Power coupling between the ports is a significant challenge faced by triple-active-bridge (TAB) converters. The existing power decoupling strategies only consider the impact of phase-shift angles on power coupling and compensate only for the phase-shift angles to achieve decoupling power control. While these strategies exhibit good decoupling characteristics under constant-voltage-load condition, the magnetic flux of three port transformers is also closely aligned with port voltages. Under constant-resistance-load or constant-power-load conditions, the decoupling effects of conventional strategies would be deteriorated due to fluctuant port voltages, degrading the applicability. To address the above issue, this article presents a comprehensive online decoupling strategy for the TAB converter with LC resonant cavity, where the coupling effect of phase-shift angles and output voltages are comprehensively considered, allowing for a superior decoupling effect under various load types.
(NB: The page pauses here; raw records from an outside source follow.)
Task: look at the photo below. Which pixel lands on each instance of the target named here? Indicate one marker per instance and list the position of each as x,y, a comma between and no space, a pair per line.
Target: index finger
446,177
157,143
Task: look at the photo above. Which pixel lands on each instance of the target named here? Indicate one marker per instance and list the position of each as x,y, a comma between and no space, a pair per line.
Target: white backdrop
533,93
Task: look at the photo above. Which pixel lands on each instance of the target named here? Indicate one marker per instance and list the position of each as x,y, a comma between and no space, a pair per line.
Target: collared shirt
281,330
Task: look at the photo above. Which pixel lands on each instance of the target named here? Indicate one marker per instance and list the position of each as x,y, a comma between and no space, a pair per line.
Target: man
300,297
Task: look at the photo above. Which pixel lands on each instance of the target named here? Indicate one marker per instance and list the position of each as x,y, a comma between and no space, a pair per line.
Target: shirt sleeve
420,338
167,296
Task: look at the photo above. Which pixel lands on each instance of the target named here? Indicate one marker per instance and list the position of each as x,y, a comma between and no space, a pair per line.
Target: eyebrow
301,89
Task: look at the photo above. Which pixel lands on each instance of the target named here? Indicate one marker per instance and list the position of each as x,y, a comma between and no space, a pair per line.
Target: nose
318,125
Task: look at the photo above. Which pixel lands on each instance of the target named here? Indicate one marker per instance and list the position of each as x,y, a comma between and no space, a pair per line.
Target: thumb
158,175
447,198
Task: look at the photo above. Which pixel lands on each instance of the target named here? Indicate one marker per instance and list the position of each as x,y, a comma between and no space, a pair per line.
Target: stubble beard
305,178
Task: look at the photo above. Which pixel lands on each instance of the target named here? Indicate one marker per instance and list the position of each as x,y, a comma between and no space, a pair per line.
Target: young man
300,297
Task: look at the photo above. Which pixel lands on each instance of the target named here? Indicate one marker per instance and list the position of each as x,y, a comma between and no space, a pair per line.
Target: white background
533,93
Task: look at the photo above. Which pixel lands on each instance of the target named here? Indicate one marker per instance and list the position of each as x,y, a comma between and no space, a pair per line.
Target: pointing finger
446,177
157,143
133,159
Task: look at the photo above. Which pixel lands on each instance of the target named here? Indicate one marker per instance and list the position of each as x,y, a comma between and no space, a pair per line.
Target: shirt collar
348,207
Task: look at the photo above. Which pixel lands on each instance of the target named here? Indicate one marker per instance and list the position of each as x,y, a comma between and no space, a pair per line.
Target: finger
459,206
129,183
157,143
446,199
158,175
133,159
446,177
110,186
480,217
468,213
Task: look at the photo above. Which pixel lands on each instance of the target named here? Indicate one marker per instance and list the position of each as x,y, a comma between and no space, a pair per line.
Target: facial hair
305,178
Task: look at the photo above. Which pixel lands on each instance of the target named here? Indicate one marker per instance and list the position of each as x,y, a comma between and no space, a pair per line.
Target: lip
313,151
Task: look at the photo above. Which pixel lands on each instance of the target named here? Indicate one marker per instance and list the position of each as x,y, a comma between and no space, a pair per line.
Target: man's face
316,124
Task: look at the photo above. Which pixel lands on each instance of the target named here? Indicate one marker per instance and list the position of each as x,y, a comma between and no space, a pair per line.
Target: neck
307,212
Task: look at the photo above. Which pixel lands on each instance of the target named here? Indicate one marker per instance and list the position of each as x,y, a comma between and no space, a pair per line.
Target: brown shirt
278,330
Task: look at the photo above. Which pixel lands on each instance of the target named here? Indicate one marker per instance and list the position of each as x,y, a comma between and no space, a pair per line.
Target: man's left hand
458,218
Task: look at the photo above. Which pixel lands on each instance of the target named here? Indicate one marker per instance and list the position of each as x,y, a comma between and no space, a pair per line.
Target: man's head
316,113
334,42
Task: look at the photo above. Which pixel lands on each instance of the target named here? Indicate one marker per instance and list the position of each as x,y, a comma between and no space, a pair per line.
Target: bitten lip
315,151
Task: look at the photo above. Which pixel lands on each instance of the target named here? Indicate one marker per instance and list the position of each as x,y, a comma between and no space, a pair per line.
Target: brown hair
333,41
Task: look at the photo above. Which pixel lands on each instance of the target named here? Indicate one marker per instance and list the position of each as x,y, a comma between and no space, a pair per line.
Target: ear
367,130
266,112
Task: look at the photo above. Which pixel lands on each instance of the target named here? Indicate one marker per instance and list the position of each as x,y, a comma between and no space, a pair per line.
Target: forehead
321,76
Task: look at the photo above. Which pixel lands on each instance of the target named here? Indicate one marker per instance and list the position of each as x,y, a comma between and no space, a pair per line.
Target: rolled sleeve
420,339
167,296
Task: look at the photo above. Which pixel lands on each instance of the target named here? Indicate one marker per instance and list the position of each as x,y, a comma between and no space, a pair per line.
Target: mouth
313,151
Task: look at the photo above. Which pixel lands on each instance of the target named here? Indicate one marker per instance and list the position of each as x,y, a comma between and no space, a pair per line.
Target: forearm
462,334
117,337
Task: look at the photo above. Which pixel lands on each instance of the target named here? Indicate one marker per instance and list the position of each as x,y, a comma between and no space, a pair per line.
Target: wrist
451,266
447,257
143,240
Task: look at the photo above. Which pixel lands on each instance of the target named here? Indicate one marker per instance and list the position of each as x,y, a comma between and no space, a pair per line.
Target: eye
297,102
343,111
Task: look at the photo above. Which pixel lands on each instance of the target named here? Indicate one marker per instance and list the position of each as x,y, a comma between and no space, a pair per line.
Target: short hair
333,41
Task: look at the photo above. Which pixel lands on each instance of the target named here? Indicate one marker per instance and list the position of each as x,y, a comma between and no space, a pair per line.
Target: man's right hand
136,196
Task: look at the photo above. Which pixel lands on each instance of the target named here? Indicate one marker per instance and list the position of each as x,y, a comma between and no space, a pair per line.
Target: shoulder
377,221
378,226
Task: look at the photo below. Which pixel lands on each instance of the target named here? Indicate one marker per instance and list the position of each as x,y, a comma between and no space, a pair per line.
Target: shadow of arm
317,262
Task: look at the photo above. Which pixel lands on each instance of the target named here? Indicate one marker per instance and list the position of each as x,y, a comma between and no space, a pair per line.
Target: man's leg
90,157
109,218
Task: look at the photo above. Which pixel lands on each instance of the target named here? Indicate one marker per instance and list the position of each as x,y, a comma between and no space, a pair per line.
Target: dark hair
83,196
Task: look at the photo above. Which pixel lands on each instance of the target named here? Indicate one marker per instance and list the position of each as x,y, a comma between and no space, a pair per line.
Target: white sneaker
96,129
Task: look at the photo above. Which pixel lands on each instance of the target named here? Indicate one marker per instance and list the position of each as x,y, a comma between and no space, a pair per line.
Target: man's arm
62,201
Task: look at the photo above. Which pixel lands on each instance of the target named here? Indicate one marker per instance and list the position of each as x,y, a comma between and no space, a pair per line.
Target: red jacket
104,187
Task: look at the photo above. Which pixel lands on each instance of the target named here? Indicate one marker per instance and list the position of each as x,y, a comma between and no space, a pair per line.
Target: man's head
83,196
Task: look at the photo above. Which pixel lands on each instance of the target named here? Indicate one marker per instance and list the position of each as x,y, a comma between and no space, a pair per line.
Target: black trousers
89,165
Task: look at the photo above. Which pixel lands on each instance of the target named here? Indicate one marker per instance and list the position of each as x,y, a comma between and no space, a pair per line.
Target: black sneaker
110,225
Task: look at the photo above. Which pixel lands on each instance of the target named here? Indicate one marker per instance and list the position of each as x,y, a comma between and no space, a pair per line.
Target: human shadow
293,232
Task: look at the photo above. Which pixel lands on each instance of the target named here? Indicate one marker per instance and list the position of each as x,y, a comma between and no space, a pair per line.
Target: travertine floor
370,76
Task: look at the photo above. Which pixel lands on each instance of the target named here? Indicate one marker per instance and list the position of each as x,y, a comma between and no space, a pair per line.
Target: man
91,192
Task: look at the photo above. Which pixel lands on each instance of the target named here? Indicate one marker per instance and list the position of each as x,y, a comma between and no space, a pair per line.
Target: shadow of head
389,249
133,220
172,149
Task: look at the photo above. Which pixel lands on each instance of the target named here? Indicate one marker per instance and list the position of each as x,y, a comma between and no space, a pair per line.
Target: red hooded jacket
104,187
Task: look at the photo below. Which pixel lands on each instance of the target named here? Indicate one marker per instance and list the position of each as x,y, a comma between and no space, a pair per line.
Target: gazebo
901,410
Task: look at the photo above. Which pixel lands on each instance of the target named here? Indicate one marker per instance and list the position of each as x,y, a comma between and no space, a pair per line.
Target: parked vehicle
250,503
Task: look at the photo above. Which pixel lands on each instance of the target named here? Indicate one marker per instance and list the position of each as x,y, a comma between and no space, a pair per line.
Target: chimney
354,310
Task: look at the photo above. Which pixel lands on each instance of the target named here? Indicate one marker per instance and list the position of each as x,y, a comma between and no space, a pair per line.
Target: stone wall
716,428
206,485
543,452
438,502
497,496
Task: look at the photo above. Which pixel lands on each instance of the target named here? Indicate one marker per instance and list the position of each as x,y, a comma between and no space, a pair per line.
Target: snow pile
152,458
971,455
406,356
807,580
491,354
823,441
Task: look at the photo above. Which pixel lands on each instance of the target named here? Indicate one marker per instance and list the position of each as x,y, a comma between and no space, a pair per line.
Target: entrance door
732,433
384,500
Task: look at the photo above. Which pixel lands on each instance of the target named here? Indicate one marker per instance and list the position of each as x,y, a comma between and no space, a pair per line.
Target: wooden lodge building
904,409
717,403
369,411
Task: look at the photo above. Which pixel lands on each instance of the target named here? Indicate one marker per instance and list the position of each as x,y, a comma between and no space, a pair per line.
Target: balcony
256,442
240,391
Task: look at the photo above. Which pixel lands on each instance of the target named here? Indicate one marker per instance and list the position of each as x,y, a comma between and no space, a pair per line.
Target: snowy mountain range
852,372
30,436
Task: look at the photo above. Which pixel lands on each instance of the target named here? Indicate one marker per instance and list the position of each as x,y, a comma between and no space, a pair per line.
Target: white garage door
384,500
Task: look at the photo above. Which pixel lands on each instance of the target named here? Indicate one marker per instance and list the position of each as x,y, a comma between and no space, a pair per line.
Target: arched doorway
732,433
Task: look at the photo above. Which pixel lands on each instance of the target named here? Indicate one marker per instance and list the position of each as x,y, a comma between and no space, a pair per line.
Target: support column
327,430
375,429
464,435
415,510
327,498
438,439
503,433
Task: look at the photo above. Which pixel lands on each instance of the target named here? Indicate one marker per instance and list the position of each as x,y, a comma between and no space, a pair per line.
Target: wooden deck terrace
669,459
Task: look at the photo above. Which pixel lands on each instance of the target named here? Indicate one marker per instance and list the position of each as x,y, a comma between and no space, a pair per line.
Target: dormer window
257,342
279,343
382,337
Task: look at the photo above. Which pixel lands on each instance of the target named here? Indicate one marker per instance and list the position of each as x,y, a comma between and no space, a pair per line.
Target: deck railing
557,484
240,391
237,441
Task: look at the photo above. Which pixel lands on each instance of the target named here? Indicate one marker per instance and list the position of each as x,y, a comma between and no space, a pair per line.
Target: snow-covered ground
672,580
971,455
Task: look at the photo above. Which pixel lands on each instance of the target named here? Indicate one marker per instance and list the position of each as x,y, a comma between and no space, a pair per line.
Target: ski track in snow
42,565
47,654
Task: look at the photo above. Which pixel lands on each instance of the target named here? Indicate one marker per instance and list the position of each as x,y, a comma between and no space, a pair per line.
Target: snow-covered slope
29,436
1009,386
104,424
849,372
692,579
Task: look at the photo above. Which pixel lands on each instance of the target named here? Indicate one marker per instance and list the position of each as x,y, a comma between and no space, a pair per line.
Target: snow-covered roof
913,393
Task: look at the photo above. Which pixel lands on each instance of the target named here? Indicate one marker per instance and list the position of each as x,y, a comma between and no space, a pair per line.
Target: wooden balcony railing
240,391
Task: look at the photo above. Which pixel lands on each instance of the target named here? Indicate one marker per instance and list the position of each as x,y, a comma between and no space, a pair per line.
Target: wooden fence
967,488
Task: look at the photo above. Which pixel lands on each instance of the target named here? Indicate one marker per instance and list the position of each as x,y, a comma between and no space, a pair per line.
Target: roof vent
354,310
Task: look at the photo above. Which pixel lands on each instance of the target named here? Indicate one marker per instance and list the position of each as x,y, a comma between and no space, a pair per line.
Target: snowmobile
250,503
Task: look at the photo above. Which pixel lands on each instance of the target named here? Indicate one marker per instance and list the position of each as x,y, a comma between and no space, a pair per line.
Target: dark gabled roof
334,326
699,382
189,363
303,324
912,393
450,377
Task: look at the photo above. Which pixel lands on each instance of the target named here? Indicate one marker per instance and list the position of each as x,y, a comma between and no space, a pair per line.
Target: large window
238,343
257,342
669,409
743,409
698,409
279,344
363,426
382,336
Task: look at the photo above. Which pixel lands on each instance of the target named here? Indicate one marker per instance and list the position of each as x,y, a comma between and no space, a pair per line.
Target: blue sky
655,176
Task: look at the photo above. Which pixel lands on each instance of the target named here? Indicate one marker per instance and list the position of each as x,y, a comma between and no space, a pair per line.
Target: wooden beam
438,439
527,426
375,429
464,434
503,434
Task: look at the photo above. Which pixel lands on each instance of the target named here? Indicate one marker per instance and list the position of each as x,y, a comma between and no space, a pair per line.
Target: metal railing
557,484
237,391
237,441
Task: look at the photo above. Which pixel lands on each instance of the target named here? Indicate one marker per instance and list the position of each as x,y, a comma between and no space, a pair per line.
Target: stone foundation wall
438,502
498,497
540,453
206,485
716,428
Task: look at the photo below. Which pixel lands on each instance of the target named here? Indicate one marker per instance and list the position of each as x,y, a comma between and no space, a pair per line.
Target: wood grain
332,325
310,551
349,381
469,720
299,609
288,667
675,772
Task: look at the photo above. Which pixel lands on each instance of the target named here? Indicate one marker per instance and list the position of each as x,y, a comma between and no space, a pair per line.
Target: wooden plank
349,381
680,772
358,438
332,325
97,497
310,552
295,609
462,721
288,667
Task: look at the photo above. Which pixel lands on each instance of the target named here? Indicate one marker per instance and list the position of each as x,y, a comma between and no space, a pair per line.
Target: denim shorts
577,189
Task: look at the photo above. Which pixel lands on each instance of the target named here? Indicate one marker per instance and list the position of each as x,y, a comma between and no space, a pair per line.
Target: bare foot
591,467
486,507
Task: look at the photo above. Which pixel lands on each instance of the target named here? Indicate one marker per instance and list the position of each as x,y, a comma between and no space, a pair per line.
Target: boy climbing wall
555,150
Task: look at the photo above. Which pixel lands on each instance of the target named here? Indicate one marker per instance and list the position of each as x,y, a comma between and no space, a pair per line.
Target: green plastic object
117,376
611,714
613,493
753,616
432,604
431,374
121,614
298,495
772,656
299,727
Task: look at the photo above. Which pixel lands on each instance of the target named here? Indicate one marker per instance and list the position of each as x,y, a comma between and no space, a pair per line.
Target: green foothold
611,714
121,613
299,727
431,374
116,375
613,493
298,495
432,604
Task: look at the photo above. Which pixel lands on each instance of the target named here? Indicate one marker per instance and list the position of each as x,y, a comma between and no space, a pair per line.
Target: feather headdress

Herein, the slopes of coupling factors with respect to the output are analyzed and are compensated to zero to achieve decoupling. Furthermore, the fixed-point iteration method is introduced to simplify the calculation process, enabling online decoupling. Finally, a 1-kW experimental prototype is built to validate the proposed strategy, where, compared with the existing strategy, the power fluctuations caused by coupling have been decreased by an average of 30%.